I grew attached to Jonathan Larson's story and Rent's story as well. I know it's one of those mainstream Broadway musicals that people just can't get enough of. But I never knew how signficant it actually is until I finally delved myself deeper into it. I understand now why it's so important for the people in the musical theatre industry. I understand now why Broadway embraces Rent as one of the well-known contemporary classics. Besides its very complex way of interpreting the plot, I love how it attacked political and social issues in such a way that would not bore the audiences. With Rent, there is nothing too explicit that we cannot talk about through the stage.

I'm just hoping that another production house here in the Philippines some time in the future would get to do an adaptation again (I missed it when Ateneo Repertory did one: a big regret). Maybe I could audition but I would most definitely NOT be Mimi or Maureen. I think I make a decent Joanne though. Or maybe I'll just be an ensemble singing with them during "Seasons of Love".

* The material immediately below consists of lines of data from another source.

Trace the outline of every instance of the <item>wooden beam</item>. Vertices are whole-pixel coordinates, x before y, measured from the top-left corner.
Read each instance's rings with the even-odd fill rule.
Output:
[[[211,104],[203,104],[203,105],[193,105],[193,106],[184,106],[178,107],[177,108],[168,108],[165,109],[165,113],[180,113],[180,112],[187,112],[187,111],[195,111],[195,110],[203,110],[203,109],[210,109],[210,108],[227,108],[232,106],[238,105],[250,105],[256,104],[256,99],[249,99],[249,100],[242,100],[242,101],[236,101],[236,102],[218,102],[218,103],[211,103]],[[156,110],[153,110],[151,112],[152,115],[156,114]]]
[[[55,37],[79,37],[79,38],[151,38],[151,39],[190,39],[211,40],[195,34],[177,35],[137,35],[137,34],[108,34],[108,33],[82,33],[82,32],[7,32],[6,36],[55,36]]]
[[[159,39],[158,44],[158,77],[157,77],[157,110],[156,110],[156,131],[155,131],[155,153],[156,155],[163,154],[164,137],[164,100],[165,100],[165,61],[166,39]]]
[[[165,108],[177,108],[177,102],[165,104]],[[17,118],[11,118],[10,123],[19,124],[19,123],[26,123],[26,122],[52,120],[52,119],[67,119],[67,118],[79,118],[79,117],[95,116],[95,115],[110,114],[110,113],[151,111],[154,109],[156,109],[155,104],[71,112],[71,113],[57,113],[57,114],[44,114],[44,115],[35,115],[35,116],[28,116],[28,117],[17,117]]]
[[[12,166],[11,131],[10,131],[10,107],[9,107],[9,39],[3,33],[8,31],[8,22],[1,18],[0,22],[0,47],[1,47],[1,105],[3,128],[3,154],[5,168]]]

Since we're talking about characters, I just can't get enough of Collins and Angel. Each time I jump from one adaptation to another, I always find myself looking at the different portrayals of Collins and Angel. God knows how many times I've felt giddy each time Angel asks Collins, "You okay, honey?". And Lord only knows how much I've grieved and cried for Angel... Maybe just as much as I grieved my own grandfather. Maybe even more. I'm still grieving for both. I can't remember how many times I've repeated "I'll Cover You" in its original and reprised version. I couldn't help but feel so emotional watching both. Portraying a genuine kind of love in a time wherein it's so scary to take the risk since it was set in a time during the AIDS epidemic, there's a gush of happiness and fear. Yet, both Collins and Angel took that leap of faith. As Mimi and Joanne sang during Angel's funeral, "I'd be happy to die for a taste of what Angel had... Someone to live for. Unafraid to say I love you."

I always seem to get attracted to Mimi's character as well. There's this pinch in my chest each time she starts to sing "There's only us, there's only this...". I'm getting a feeling you've observed a pattern on the things that catch my attention when watching movies, musicals and shows. I've observed a pattern myself. I always go for those emotional moments and root my liking for the show from there. Maybe I'm masochistic that way. I hurt myself by enjoying the most hurtful parts of what I watch.

So yes. I'm not completely over Rent yet. That's maybe one of the reasons why it took me so long to write something or even everything about it yesterday (that and the fact that I finished some workload for university so I don't have to deal with it in the next few weeks before deadline). And for that reason, I'll probably post another blog entry later this evening (hopefully... I'm still hungover from Rent) to make it up to you.

Anyway, if you've reached this far off on this blog entry and still haven't watched Rent yet, sorry for the spoilers... And please, please, watch Rent! It definitely hit my soft spot especially now that during this quarantine, I'm in touch with my emotional side more than ever. It's a heartache and a comfort at the same time... Now, let me get back to my nth time of replaying "Seasons of Love". Anticipate another post for a little while later tonight.

PS: I swear, the first two chords of "Seasons of Love" make my heart melt instantly.